Transit route and frequency design: Bi-level modeling and hybrid artificial bee colony algorithm approach

• Propose a bi-level model for transit route design and frequency setting.
• Consider passenger transfers and congestion effects.
• Develop a hybrid artificial bee colony matheuristic to obtain robust solutions.
• Use KKT conditions of the lower level problem to derive the descent direction.
• Illustrate that a higher minimum frequency can lead to more passenger transfers.

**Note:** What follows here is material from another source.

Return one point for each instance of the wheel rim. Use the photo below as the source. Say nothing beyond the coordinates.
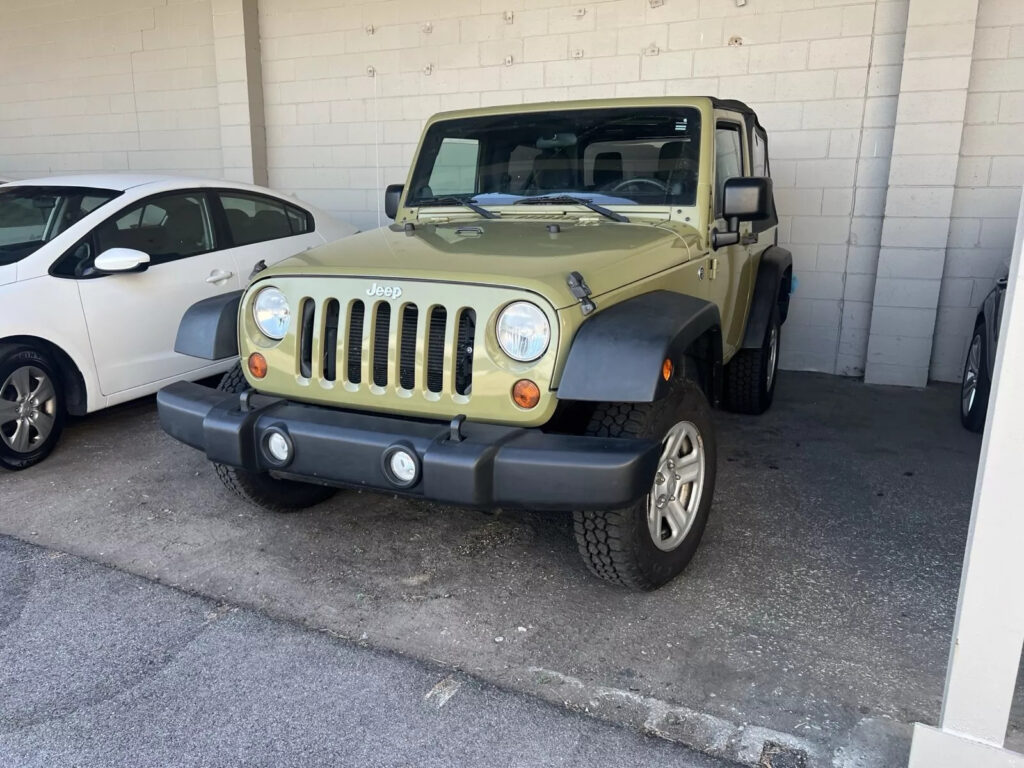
(969, 390)
(675, 495)
(772, 354)
(28, 409)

This paper proposes a bi-level transit network design problem where the transit routes and frequency settings are determined simultaneously. The upper-level problem is formulated as a mixed integer non-linear program with the objective of minimizing the number of passenger transfers, and the lower-level problem is the transit assignment problem with capacity constraints. A hybrid artificial bee colony (ABC) algorithm is developed to solve the bi-level problem. This algorithm relies on the ABC algorithm to design route structures and a proposed descent direction search method to determine an optimal frequency setting for a given route structure. The descent direction search method is developed by analyzing the optimality conditions of the lower-level problem and using the relationship between the lower- and upper-level objective functions. The step size for updating the frequency setting is determined by solving a linear integer program. To efficiently repair route structures, a node insertion and deletion strategy is proposed based on the average passenger demand for the direct services concerned. To increase the computation speed, a lower bound of the objective value for each route design solution is derived and used in the fitness evaluation of the proposed algorithm. Various experiments are set up to demonstrate the performance of our proposed algorithm and the properties of the problem.